King shows that he can write strong thrillers here, too. In "The Ledge," a cuckolded husband forces a man to walk the five-inch ledge outside of his penthouse apartment, forty-three stories up. "Quitters, Inc." concerns a company that uses pragmatic methods to help smokers kick the habit - or else.
Night Shift offers some welcome links to King's novels: "Night Surf," with its small group of A6 flu survivors, is a kind of precursor to "The Stand"; "Jerusalem's Lot" is a tenuous prequel to "Salem's Lot" and an homage to H.P. Lovecraft, complete with a character screaming, "Servant of Yogsoggoth, the Nameless One! The Worm from beyond Space! Star-Eater!" before fleeing from the beast living beneath a desecrated church; and "One for the Road" is a short sequel to "Salem's Lot," in which unlucky out-of-towners are trapped in The Lot during a snowstorm.
Some of the weakest tales in the collection are about mankind's creations running amok, or man's own body turning against him. No matter how strong King's writing is, or how solid the narrative structure, or how vivid the dialogue, ultimately some of the outlandish plots prove to be too much weight for the stories to bear. For example, in "The Mangler," an industrial speed ironer/folder develops a taste for blood. Despite King's masterful handling, the idea of a piece of industrial laundry equipment "trying to pull itself out of the concrete, like a dinosaur trying to escape a tar pit" and then chasing a man down the street is simply too ridiculous. Likewise, in "Gray Matter," the image of "a huge gray wave of jelly, jelly that looked like a man, and leaving a trail of slime behind it" breaks the spell of the well-told but ludicrous tale of a man who drinks an infected beer and slowly changes into a mass of gelatinous ooze.

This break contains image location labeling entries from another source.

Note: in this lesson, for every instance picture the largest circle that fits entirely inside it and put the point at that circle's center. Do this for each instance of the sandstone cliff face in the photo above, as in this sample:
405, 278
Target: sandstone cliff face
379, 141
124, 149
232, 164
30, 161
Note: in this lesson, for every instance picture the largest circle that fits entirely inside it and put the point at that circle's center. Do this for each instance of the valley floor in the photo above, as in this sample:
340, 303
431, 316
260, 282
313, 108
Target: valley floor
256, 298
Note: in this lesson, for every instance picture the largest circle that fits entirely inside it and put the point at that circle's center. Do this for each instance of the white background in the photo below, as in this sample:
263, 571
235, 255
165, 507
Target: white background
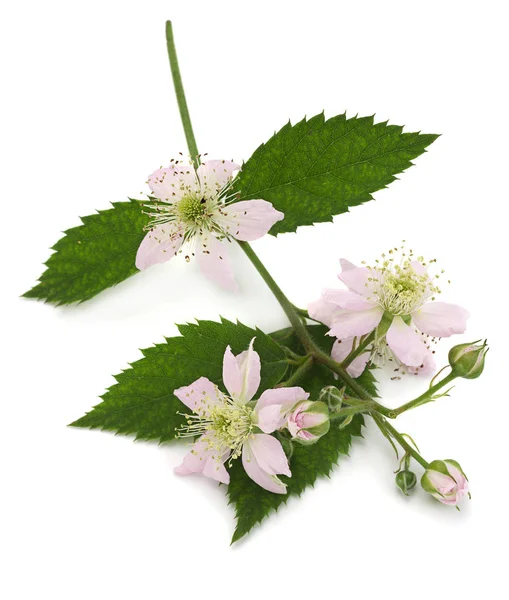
87, 113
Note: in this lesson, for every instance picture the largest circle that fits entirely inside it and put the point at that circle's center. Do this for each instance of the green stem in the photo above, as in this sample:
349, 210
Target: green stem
286, 305
381, 422
298, 373
304, 336
426, 397
359, 350
352, 410
181, 96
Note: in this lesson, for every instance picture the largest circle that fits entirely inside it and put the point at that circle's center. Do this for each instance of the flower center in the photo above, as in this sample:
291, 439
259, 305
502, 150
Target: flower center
191, 209
402, 287
232, 425
227, 424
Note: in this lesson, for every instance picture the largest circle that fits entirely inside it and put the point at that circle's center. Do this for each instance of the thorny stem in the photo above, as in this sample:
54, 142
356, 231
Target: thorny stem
294, 315
359, 350
426, 397
181, 96
298, 373
384, 424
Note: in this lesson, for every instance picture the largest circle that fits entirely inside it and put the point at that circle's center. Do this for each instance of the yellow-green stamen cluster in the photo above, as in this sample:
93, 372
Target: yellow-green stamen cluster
401, 287
224, 425
197, 209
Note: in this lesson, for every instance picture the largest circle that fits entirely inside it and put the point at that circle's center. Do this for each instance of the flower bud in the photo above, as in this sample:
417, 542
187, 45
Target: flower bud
445, 481
308, 421
406, 481
332, 396
467, 360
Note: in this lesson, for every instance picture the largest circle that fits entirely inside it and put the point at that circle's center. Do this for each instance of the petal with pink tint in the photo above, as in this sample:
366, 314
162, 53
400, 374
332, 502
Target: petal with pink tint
272, 483
203, 459
269, 454
347, 300
200, 396
346, 265
241, 374
350, 323
232, 377
173, 183
248, 220
269, 418
213, 259
441, 319
406, 344
360, 280
215, 174
341, 349
285, 398
250, 368
159, 245
322, 311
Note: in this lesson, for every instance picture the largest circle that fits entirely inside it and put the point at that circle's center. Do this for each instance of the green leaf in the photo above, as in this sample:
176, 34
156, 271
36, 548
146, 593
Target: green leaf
253, 503
93, 256
317, 168
142, 401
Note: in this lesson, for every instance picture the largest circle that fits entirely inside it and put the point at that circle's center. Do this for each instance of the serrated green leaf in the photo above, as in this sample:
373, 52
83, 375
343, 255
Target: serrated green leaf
93, 256
253, 503
319, 168
142, 401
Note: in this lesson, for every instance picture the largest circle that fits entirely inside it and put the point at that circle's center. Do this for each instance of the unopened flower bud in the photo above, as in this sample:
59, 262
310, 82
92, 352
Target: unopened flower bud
308, 421
331, 396
406, 481
467, 360
445, 481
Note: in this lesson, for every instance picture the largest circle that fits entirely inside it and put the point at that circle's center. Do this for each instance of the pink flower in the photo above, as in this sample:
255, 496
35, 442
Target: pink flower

Although King manages to shoehorn four non-horror stories into Night Shift, he fully embraces the label of "horror writer" in this 1978 collection. His previous books ("Carrie," "Salem's Lot," "The Shining") were clearly horror, yet it seemed obvious from the quality of his writing and the underlying issues he examined (the social battlefield that is high school, the subtle forms of evil festering within our own homes) that King could write literary fiction, if he chose to do so. In the foreword to Night Shift, King answers the unspoken question of why he continues to write genre fiction with a question of his own: "Why do you assume that I have a choice?"